Investment as Industrial Strategy, Not Just Financing
The broader lesson is one that trade officials across the continent should take to heart: foreign investment should no longer be treated primarily as a financing tool. It is an instrument of industrial and value-chain development, and it needs to be managed as one.
Whether African economies capture the benefits of this new investment wave will hinge less on how much capital they attract and more on whether they build the institutional, regulatory, and logistical scaffolding needed to turn that capital into productive capability – into industries that can actually compete, and supply chains where African firms hold real positions rather than walk-on roles.
Geopolitics Has Entered the Boardroom
Perhaps the most consequential shift in the new investment landscape is this: geopolitics is now a primary driver of where capital goes. Supply-chain security, access to critical minerals, energy transition strategy, technological rivalry, and the diversification of production networks are all shaping investment decisions in ways that would have seemed abstract a decade ago.
That puts Africa in an unusually strong position – not solely because of its natural resources, but because of its expanding markets, strategically located transport corridors, renewable energy potential, and central role in the reshuffling of global supply chains.
This is opportunity. It is also a test. Competition among global powers is handing African governments more bargaining leverage than they have held in decades. But leverage is not destiny. Geopolitical relevance, left unmanaged, simply reproduces yesterday’s extractive economic model with a new cast of buyers.

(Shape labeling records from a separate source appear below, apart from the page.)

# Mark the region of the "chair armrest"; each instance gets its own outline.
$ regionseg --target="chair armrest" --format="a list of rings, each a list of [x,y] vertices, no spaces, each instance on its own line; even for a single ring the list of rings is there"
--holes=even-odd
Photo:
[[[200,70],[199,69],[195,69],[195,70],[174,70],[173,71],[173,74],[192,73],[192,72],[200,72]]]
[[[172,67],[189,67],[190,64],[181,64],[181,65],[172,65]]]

Unless governments actively shape the terms of engagement, today’s “strategic asset” status risks becoming tomorrow’s cautionary tale.
From Suppliers of Assets to Architects of Value Chains
The task ahead, then, is to move from being passive suppliers of strategic assets to becoming deliberate architects of strategic value chains. That means directing investment toward sectors that build domestic productive ecosystems. It means negotiating hard for technology transfer, local supplier development, skills upgrading, and value addition – not accepting them as afterthoughts. And it means managing strategic assets, from critical minerals and energy resources to ports, logistics corridors, and digital infrastructure, in ways designed to maximize spillovers across the wider economy, not just returns for a single project.

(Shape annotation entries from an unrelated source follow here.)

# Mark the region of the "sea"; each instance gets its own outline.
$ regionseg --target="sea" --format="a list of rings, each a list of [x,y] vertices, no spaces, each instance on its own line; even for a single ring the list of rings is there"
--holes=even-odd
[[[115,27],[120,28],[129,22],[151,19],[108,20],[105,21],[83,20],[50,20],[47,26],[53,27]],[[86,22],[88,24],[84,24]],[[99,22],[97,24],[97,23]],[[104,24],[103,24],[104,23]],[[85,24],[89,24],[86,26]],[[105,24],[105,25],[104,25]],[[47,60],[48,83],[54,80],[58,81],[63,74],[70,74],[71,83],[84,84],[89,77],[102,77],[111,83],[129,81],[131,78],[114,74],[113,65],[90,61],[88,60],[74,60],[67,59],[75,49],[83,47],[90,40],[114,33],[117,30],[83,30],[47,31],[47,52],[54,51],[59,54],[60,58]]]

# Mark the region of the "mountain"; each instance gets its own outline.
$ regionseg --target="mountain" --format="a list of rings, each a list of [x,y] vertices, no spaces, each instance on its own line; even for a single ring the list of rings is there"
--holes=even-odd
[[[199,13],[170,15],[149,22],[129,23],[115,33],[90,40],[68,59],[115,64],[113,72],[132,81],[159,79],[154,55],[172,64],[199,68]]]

Above all, it means African governments treating their growing geopolitical leverage as a tool for something bigger than attracting capital: securing access to technology, production networks, and partnerships that expand what their economies are actually capable of producing.
Real Prize is Institutional Capacity
The countries that thrive in this new global economy will not necessarily be the ones with the largest mineral reserves, the busiest ports, or the most enviable geography. They will be the ones with the institutional capacity to convert geopolitical importance into economic power – turning strategic assets into productive capabilities, resilient industries, and real, competitive participation in regional and global value chains.

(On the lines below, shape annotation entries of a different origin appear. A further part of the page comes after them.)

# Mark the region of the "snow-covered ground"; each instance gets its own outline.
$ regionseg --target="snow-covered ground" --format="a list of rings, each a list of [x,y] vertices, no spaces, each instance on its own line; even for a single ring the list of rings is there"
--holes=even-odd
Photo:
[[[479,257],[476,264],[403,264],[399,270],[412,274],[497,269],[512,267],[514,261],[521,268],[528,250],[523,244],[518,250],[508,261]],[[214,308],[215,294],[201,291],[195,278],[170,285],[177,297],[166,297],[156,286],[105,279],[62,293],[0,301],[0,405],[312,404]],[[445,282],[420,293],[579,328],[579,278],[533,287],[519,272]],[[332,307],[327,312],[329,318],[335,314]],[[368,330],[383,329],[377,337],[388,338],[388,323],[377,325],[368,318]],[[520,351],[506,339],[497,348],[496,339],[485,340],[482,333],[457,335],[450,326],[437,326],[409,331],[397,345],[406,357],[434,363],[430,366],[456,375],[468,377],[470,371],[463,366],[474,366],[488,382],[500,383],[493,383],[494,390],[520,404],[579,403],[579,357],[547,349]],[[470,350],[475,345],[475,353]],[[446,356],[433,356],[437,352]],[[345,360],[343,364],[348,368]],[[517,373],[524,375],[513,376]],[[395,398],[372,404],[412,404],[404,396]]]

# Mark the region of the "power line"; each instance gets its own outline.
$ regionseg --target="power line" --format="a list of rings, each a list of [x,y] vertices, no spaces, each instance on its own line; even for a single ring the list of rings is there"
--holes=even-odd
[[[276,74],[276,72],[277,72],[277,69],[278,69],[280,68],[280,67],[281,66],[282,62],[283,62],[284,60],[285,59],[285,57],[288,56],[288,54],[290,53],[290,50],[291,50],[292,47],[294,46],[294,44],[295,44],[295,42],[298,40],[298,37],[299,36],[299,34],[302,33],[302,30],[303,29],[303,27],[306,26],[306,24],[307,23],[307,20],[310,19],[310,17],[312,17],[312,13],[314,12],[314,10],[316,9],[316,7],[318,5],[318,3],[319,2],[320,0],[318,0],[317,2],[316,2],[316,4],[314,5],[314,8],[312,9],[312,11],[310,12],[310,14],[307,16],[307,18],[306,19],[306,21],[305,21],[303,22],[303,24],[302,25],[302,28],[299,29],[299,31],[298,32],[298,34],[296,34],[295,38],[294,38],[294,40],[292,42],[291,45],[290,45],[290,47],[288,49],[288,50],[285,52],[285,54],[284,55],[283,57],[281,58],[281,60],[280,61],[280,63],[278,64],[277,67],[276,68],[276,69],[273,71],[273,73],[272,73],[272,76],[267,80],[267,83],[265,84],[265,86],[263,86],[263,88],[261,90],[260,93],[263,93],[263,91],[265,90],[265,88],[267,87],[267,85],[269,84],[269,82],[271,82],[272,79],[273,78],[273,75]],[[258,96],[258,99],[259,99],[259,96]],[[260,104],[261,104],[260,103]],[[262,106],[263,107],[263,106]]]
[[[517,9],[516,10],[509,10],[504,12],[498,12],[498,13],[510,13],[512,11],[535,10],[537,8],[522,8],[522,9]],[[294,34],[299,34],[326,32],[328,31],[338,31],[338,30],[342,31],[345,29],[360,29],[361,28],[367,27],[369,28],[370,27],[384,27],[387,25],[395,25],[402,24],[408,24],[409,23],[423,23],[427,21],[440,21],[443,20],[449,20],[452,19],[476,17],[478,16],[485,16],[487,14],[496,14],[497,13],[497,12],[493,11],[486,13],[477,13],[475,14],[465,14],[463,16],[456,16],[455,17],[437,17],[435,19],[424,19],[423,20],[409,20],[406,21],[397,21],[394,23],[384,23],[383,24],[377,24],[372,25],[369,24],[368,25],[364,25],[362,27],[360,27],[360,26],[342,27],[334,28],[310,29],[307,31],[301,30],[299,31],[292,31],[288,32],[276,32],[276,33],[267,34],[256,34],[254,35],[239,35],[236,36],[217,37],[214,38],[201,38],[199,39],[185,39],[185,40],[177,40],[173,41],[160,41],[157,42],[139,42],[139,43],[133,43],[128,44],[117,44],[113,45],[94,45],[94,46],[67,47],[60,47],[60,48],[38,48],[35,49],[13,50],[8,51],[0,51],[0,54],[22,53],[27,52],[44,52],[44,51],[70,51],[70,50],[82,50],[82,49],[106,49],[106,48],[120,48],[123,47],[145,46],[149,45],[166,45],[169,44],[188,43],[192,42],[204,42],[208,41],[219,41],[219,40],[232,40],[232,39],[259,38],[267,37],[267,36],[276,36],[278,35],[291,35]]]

Africa has never had more leverage than it does right now. The question is no longer whether the world wants what Africa has. It is whether African institutions are ready to make sure that wanting translates into building.
Danilo Desiderio serves as the CEO of Desiderio Consultants Ltd in Nairobi, Kenya, specializing in African customs, trade, and transport policies and is a senior associate to the Horn Economic and Social Policy Institute (HESPI).